Ее черные глаза на белом усталом лице смотрели тревожно и озадаченно.

— Собирай с другой стороны, там еще много, — посоветовала ей я. — И слушай стихи. Выбора у тебя нет. Или Пушкин, или в могилу!

У нее зуб на зуб не попадал, и, признаться, мое сердце тоже колотилось, словно мы бежали в какой-то бешеной гонке, заранее зная, что из лабиринтов ада нет выхода.

Меня дома ждала мать, перенесшая два инфаркта, а ее — шестеро детей-дошкольников.

В нашей квартире обитали не только мы, но еще и усатые соседи — сообразительные миловидные крысы, родственники садовых хомяков.

Если вовремя не поделиться с ними коркой хлеба, они кусались.
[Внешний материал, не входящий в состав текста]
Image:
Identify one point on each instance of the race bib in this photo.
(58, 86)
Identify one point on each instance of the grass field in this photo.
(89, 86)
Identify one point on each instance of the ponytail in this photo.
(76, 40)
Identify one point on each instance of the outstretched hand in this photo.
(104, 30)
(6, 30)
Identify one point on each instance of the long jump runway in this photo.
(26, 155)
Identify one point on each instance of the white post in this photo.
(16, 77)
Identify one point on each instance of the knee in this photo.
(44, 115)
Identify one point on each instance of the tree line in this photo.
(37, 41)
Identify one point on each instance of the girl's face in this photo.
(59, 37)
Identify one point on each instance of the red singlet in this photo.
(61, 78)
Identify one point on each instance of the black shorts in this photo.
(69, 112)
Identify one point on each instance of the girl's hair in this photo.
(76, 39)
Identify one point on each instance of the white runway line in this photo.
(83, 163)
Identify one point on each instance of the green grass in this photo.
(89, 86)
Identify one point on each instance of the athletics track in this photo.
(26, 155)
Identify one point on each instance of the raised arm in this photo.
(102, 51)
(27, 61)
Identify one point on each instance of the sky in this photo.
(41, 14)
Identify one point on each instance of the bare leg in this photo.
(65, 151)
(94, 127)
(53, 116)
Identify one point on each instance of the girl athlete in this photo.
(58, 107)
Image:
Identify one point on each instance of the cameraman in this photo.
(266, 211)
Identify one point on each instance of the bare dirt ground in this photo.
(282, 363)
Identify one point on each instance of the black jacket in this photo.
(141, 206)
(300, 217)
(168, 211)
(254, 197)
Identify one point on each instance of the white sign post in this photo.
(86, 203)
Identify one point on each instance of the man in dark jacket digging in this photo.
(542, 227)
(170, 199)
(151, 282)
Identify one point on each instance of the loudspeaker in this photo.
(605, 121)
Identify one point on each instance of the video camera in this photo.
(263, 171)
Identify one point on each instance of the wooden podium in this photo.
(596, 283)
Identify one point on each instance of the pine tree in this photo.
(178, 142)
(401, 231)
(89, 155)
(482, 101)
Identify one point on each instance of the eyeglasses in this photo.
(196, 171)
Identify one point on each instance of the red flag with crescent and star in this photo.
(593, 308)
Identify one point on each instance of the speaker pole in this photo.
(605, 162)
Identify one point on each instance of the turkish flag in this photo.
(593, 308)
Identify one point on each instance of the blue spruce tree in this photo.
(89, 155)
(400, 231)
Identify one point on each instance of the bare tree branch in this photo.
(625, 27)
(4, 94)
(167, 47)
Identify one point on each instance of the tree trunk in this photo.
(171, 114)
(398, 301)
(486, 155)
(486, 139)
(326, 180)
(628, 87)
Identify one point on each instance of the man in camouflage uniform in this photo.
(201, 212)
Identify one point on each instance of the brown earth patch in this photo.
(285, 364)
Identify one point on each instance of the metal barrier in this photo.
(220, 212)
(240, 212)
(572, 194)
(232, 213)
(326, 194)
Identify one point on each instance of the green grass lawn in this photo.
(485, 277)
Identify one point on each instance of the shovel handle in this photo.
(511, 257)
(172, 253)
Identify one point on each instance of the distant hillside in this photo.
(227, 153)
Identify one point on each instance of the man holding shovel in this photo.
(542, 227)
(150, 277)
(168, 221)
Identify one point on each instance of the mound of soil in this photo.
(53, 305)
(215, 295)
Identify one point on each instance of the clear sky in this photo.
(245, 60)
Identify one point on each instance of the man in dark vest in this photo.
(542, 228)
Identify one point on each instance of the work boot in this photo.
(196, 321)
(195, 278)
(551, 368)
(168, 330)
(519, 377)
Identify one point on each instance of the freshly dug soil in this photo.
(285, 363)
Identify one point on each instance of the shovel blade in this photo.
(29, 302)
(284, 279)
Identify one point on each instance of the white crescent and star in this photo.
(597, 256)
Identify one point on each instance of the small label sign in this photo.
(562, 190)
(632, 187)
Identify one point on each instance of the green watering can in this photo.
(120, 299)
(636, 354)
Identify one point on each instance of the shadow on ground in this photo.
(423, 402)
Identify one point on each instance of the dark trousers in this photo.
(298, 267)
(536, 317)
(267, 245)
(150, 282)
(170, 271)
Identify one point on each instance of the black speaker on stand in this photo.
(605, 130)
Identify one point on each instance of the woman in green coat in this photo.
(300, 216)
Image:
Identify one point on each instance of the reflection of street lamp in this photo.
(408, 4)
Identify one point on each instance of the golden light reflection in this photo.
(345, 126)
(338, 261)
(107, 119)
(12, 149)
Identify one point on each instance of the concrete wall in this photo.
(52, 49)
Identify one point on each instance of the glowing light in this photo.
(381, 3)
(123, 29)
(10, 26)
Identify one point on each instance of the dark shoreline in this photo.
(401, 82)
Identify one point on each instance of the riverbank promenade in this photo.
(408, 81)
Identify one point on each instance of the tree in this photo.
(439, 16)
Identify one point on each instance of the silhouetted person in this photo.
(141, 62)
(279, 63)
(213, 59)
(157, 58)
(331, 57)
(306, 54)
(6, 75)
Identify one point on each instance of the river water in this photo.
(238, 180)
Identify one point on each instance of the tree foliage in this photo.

Незлобно, скорее, чтобы просто привлечь внимание высшей расы.

Здание нашей кирпичной четырехэтажки вздыбилось и накренилось, и было удивительно, на чем держится ее остов.

— Там на неведомых дорожках

Следы невиданных зверей,

Избушка там на курьих ножках

Стоит без окон, без дверей, — продекламировала я.

Филин опять недовольно ухнул.

В Мадину полетела неспелая абрикосина.

— Может, пора сменить репертуар? — испуганно спросила она меня. — «Лукоморье» — это для детского сада. Давай про любовь, про убийства... Меня с пятого класса замуж отдали. Поэтому не помню, писал ли такое Пушкин.

— Писал! И еще как писал!

В нашей семье до войны была большая библиотека, и вспомнить стихотворные строчки не составляло труда.

— Гляжу как безумный на черную шаль,

И хладную душу терзает печаль, — затянула я.

Уханье и кряканье на деревьях прекратилось как по волшебству, и наступила тишина, нарушаемая лишь стуком ягод, падающих на дно Мадининой кастрюльки.

— Когда легковерен и молод я был,

Младую гречанку я страстно любил.

Через два часа, оставив Александра Сергеевича, правда, не под дубом, а под дочиста обобранными смородиновыми кустами, мы покинули территорию призраков с тарой, наполненной до краев.